An equal world is an enabled world: Kelly and Karen

13 Mar 2020

Celebrating women’s achievement across our business for International Women’s Day (8 March) we are catching up with some of our inspirational women to hear what gender equality means to them. All this week we will be sharing our interviews with them asking them about their career journey, what this year’s theme ‘an equal world is an enabled world’ means to them, and what advice they would give to their 12-year old selves.

Today, meet Kelly Knee who leads our Ocean Science teams in North America, and Karen Jones, Operational Director based in our London Farringdon Street office.

What was your career path? How did you get to where you are today?
I started with the business as an intern 16 years ago.  I was fresh out of grad school and didn’t know much about consulting, but the work was immediately interesting and engaging.  From day one there was a new challenge around every corner – my background is in water resources, so I had a lot to learn about ocean science and software development. 

The Ocean Science business has always been good about connecting staff at every level to clients and I quickly found that I enjoyed working with clients and helping to manage projects.  When I started, I was more focused on the science side of our business – modelling and data analysis.  About six years ago I started to focus more on the data management and software development side of our business and found that I loved the collaborative nature of that work – we work closely with federal and academic partners.

My career path is pretty traditional – I started by helping to manage projects and progressed to leading a team and managing larger and more complex projects. I joined the Ocean Science management team several years ago and took over as director of the Ocean Science business at the beginning of 2019. I got to my current position by working hard, always being willing to take on the next challenge, and building strong relationships both internally and externally.

The theme for International Women’s Day this year is ‘an equal world is an enabled world’ – what does that mean to you?
First, I feel very lucky to be surrounded by fantastic women at RPS. I have the privilege of working with the brilliant women in our office every day and connecting regularly with other female leaders across the North American and global businesses.  While, we have a lot of great examples of women in leadership positions across RPS, I think a lot about equality in our workplace and am always looking for ways in which we can improve.

I think an equal world enables women to stop spending energy worrying about stereotypes and bias, working harder to achieve the same goals, or worrying about how we are being perceived and focus on what really matters to us and our careers.

What advice would you give your 12-year old self?
That’s a tough one – two things come to mind immediately: worry less about what other people think and learn to code.

Karen Jones, Operational Director for Planning in our London Farringdon Street office, is listed in Newington’s Women of Influence for 2020, celebrating influential UK women making tangible differences in planning, property and built environment.

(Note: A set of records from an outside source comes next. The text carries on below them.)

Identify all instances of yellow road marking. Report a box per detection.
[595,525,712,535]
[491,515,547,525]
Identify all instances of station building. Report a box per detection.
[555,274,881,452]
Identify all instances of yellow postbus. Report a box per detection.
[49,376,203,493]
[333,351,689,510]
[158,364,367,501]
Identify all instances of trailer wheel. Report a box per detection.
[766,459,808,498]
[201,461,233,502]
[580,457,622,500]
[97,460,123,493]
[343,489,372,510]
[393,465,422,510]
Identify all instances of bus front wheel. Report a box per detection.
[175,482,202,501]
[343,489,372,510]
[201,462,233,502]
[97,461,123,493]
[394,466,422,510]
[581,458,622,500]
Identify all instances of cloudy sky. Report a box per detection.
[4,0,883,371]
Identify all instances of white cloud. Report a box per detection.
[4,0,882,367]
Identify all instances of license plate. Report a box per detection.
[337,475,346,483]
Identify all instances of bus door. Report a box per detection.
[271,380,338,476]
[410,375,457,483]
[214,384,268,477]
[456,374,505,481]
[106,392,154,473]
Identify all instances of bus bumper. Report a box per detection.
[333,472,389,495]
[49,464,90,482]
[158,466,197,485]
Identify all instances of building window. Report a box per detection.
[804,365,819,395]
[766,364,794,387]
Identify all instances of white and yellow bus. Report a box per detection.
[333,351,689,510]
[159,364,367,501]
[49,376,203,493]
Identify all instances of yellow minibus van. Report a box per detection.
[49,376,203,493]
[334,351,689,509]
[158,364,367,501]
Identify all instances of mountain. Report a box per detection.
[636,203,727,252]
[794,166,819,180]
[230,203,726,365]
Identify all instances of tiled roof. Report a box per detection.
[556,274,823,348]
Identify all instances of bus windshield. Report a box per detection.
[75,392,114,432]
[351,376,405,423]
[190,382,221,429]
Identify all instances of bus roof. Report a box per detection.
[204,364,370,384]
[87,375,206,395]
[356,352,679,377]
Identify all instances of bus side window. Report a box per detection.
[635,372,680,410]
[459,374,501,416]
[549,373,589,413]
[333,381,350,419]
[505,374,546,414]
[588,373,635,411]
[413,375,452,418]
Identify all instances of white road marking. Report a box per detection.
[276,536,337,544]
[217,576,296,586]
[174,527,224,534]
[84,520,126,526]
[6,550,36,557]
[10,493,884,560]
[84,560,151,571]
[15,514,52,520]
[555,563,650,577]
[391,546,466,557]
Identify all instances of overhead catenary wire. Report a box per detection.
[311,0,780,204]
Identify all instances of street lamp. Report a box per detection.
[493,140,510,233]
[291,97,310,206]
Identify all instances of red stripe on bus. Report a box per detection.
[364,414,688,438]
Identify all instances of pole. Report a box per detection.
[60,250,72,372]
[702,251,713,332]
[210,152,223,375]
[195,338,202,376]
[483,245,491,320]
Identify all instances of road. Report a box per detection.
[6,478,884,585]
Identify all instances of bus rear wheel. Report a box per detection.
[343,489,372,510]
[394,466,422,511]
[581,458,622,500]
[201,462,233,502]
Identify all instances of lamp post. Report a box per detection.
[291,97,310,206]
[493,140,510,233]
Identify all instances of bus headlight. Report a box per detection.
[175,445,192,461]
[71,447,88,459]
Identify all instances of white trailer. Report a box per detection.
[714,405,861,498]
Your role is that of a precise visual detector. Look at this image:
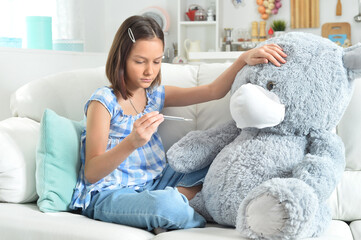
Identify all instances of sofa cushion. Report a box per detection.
[152,220,353,240]
[10,67,108,122]
[196,63,233,131]
[0,117,39,203]
[328,170,361,221]
[36,109,83,212]
[159,63,199,151]
[350,221,361,240]
[0,203,154,240]
[337,78,361,170]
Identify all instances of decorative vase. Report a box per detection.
[274,31,286,37]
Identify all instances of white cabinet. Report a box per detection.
[177,0,243,62]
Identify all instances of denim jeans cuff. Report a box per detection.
[176,166,209,188]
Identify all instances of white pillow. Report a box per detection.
[0,117,40,203]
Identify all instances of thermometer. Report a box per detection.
[163,115,193,121]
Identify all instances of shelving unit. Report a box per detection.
[177,0,218,61]
[177,0,243,62]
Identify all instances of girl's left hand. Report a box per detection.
[241,44,287,67]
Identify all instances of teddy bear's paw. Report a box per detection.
[236,178,319,239]
[167,131,220,173]
[241,193,287,238]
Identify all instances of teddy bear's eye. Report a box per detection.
[266,81,275,91]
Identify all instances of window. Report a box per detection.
[0,0,84,52]
[0,0,56,48]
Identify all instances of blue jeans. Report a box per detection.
[82,164,208,231]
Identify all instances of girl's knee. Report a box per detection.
[148,188,190,215]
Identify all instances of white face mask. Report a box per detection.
[230,83,285,129]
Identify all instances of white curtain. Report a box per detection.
[54,0,84,41]
[0,0,23,40]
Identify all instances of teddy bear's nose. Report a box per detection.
[230,83,285,129]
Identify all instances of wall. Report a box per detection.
[83,0,106,52]
[82,0,178,53]
[103,0,178,53]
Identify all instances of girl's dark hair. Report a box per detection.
[106,15,164,100]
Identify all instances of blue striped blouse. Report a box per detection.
[70,86,166,210]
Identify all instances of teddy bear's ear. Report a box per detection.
[343,43,361,78]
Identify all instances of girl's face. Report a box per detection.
[125,37,163,92]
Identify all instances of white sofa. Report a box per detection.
[0,63,360,240]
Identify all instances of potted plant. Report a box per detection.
[271,19,287,37]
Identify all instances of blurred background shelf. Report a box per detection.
[179,21,216,26]
[188,51,244,60]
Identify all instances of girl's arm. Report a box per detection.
[164,44,287,107]
[84,101,164,183]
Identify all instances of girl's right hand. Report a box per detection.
[128,111,164,149]
[240,43,287,67]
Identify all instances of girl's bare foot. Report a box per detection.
[177,184,203,200]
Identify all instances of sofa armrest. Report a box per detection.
[0,117,40,203]
[10,67,108,122]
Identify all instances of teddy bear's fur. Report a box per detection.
[167,32,361,239]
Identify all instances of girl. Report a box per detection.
[70,15,286,232]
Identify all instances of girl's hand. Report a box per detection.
[128,111,164,149]
[241,44,287,67]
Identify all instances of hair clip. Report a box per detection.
[128,28,136,43]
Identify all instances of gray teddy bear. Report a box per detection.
[167,32,361,239]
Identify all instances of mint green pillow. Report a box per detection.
[36,109,84,212]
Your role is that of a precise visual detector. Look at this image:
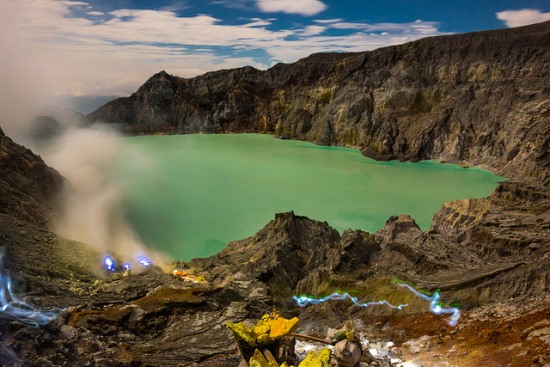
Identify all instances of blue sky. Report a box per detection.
[1,0,549,102]
[89,0,550,33]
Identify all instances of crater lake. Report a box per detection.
[118,134,504,261]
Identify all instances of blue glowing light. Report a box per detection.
[0,247,57,328]
[122,263,131,271]
[397,283,460,327]
[137,256,152,267]
[293,292,408,310]
[103,256,116,272]
[293,283,461,327]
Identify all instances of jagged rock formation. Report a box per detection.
[89,21,550,183]
[2,119,547,366]
[192,188,549,310]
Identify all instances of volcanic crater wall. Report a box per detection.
[0,129,62,227]
[89,21,550,183]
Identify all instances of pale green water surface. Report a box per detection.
[118,134,503,261]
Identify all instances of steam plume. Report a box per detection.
[42,124,168,273]
[1,1,167,274]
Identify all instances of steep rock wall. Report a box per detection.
[0,127,62,227]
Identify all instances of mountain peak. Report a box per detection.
[153,70,169,77]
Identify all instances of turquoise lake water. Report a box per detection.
[118,134,503,261]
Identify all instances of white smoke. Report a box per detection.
[40,125,169,273]
[1,0,168,273]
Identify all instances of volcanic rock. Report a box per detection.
[0,128,261,366]
[0,126,548,366]
[192,181,549,310]
[0,130,62,227]
[333,339,361,367]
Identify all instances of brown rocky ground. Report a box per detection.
[294,294,549,367]
[388,297,550,367]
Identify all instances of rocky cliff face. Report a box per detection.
[89,21,550,183]
[0,129,62,227]
[0,129,262,366]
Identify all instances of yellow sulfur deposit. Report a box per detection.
[226,321,257,345]
[268,315,299,339]
[228,311,329,367]
[298,349,331,367]
[248,348,331,367]
[249,349,278,367]
[226,311,299,347]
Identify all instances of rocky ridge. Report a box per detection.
[192,185,549,310]
[89,21,550,183]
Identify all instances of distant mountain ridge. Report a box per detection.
[89,21,550,183]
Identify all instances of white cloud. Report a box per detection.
[243,17,275,27]
[496,9,550,28]
[314,18,343,24]
[298,25,326,36]
[210,0,255,11]
[256,0,327,16]
[324,19,440,34]
[0,0,445,101]
[160,1,189,12]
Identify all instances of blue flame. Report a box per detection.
[0,248,57,328]
[103,255,152,272]
[103,255,116,272]
[397,283,460,327]
[293,292,408,310]
[293,283,461,327]
[137,256,152,267]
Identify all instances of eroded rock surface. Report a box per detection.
[191,181,549,309]
[0,131,62,227]
[0,137,548,367]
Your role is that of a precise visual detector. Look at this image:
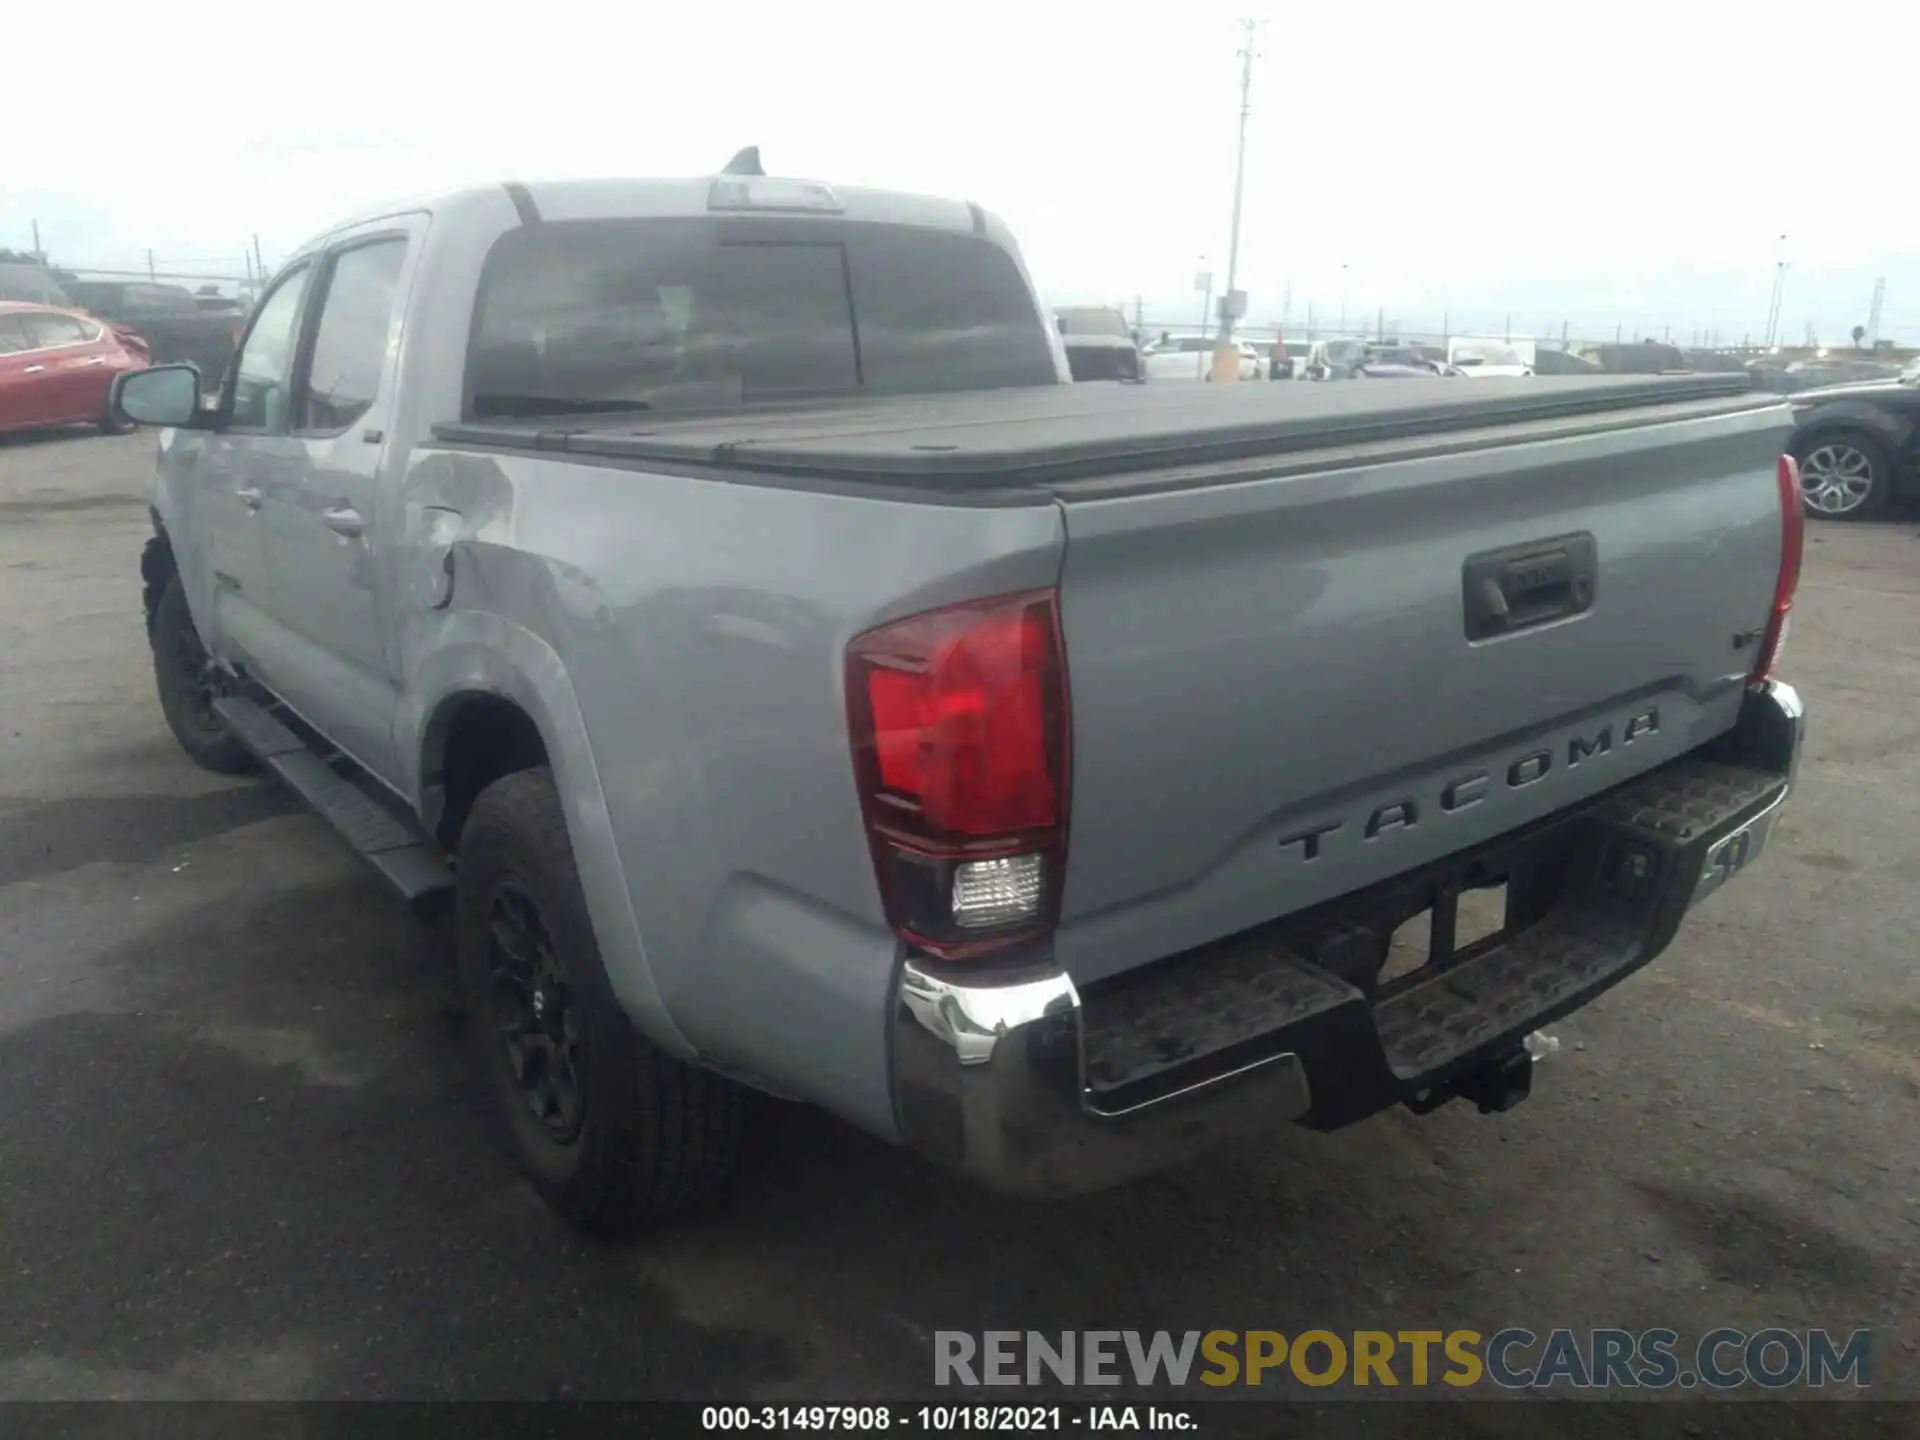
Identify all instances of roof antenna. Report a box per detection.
[722,146,765,176]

What was your career path? How did you get to where you are today?
I followed a traditional route of being governed by my strongest A level subject – Geography, which led me to studying it at university. The university wasn’t great on career recommendations – town planning as a career wasn’t acknowledged.  Consequently, my long-held desire to enter the police took over and I applied for the fast track route to Inspector. I didn’t get in on my first try and determined to find an alternative career path.

Then recession hit and opportunities were scarce. However, graduate recruitment schemes were being initiated in certain industries, including the retail sector. I joined Gateway Foodmarkets as a graduate trainee, influenced by my father.  I had my pick of potential disciplines and chose human resources.  After a year of very useful management training courses, I decided I wanted to pursue a professional route. Several peers from my university course had started masters courses. Once again, I played to my strength in Geography and started a Town and Country Planning course. During that time I was appointed by a local college to lecture to Housing degree students on a planning module. This led to offers to take a PhD in women’s studies and equality at Sheffield University, but I felt I needed more real-world planning experience.

A graduate position as retail planner with Lichfields took me to London. Not wishing to pursue a narrow field of planning, I joined Avison Young (to date my longest serving role). This probably had the most professional planning influence on me, particularly as strong business development skills and commercial acumen were key requirements for career advancement. My path to RPS was fortuitous and where I am today has been enabled by a strong and supportive team, and a passion for the job.

The theme for International Women’s Day this year is ‘an equal world is an enabled world’ – what does that mean to you?
Strength in my business comes through diversity of skill sets and projects. To achieve this, you need different types of people with varying experiences and perspectives. It stands to reason that a workplace that is representative of the population it seeks to serve – especially in terms of creating a built environment that is usable by all sectors of society – will be enabled by women’s perspectives.  In our dynamic environment, which as planners we are seeking to shape for the better, we must be adaptable, creative and innovative.  Enabling all sectors of society to have an equal say in how this is achieved will inevitably lead to a transformation in the way we apply ourselves, create policies and adapt and flex to our environment.

What advice would you give your 12-year old self?
Careers advice at the time gave little attention to the person you were capable of becoming. In retrospect, I would tell myself I could be anything I put my mind to and, as such, I would have followed my original ambitions. Also to acknowledge that drive, passion and tenaciousness can take you a long way, and need to sit alongside academic qualifications. Finally: not trying to be someone else, but learning from others and letting your personality show; and to be confident in who you are.